Whereas the initial SMA offerings provided keyword and keyword list search, recent innovative products are integrating natural language processing (NLP) and/or other text analytics that provide a much deeper analysis of the social media content. The text analytics market segment is another growing market, but it has a richer history than SMA. Some of the vendors in this segment date to the early 1970s -- explains the Beatles' lyrics used as test cases. NLP has been used in corporations for several years to mine unstructured data and make it accessible to existing analysis tools. Some SMA vendors have recognized the value of NLP and other text analytics and have innovated their products to use NLP-related capabilities like syntactic and semantic parsing, named-entity recognition (NER), relationship analysis, entity disambiguation, summarization, and sentiment analysis to name a few. These capabilities provide an increased confidence over traditional keyword and keyword list search in both matching relevant social media posts as well as the accuracy for classifying the information in those posts.

4.Social Model

Most organizations have some form of a model to represent their concept of a brand -- often depicted as Venn diagrams, concentric circles with pie slices for the brand facets, relationship graphs, or some other chart that has taken the marketing staff entirely too much time to produce. Many companies embracing social media have added social model concepts to their brand model, such as the social view of a brand by customers, which might be different than the social view of a brand by investors.
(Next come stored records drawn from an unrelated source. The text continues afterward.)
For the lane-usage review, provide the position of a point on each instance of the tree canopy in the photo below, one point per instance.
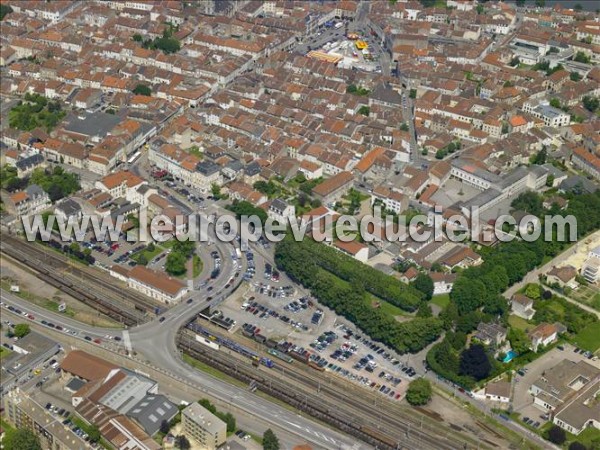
(270, 440)
(21, 439)
(344, 284)
(475, 363)
(21, 330)
(419, 392)
(36, 111)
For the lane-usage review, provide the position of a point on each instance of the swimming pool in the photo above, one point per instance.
(510, 356)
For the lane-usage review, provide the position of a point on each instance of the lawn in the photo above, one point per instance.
(441, 300)
(519, 323)
(589, 337)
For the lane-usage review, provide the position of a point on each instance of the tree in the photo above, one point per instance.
(164, 427)
(424, 283)
(142, 89)
(591, 103)
(424, 310)
(175, 264)
(215, 190)
(575, 445)
(533, 291)
(182, 442)
(4, 10)
(518, 340)
(21, 330)
(94, 433)
(475, 363)
(557, 435)
(21, 439)
(581, 57)
(419, 392)
(270, 440)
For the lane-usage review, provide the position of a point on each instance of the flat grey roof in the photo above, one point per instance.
(94, 124)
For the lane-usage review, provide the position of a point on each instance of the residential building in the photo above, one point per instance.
(333, 188)
(281, 211)
(559, 385)
(498, 391)
(24, 412)
(563, 276)
(552, 117)
(522, 306)
(156, 285)
(490, 334)
(544, 334)
(355, 249)
(582, 411)
(203, 427)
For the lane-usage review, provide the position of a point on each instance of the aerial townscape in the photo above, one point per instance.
(431, 169)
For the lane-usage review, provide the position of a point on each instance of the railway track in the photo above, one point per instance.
(377, 426)
(91, 289)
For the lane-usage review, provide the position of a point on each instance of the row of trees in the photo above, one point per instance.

Some of the key views included in social models are customers, investors, competitors, partners, analysts, media, employees, and general public (not included elsewhere). Some SMA tools are recognizing that social model is becoming key for the overall brand model, and are leveraging social models as an anchor for posting events being monitored. The model then acts as a way to view the various events filtered by the SMA tool in an organization's model of their brand. This innovative area will continue with more tools providing standards-based representations of social models, such as the standards prevalent in the Web 3.0 community.

5.BI Integration

Business Intelligence (BI) is a high-growth, multi-billion dollar market segment that has been deeply rooted in many organizations for years. SMA is actually one form of BI. However, only a handful of SMA tools (typically the providers of BI tools) integrate with existing corporate BI tools. Many SMA tools are creating silos of information containing the immediately-available social aspects of a brand, while BI tools are working with corporate data that represents traditionally mined aspects of a brand. Blending these two worlds together might create a perfect Brady Bunch effect, possibly allowing companies to correlate changes in the social model of a brand with changes in production, logistics, or customer support. SMA tools that innovate to provide integration into existing BI tools will be the leaders of the SMA market in the future. The SMA market is already an acquisition target, and I anticipate BI vendors will continue to acquire SMA tools this year and next, specifically the ones that are innovative.

The Social Media Analysis (SMA) market is undergoing several innovations, including my top five described above. Organizations looking to leverage SMA tools to better understand their social model should consider including these innovation areas in their decision criteria. As always, many of these decision criteria are based on the primary one -- the organization's purpose for analyzing the social media data.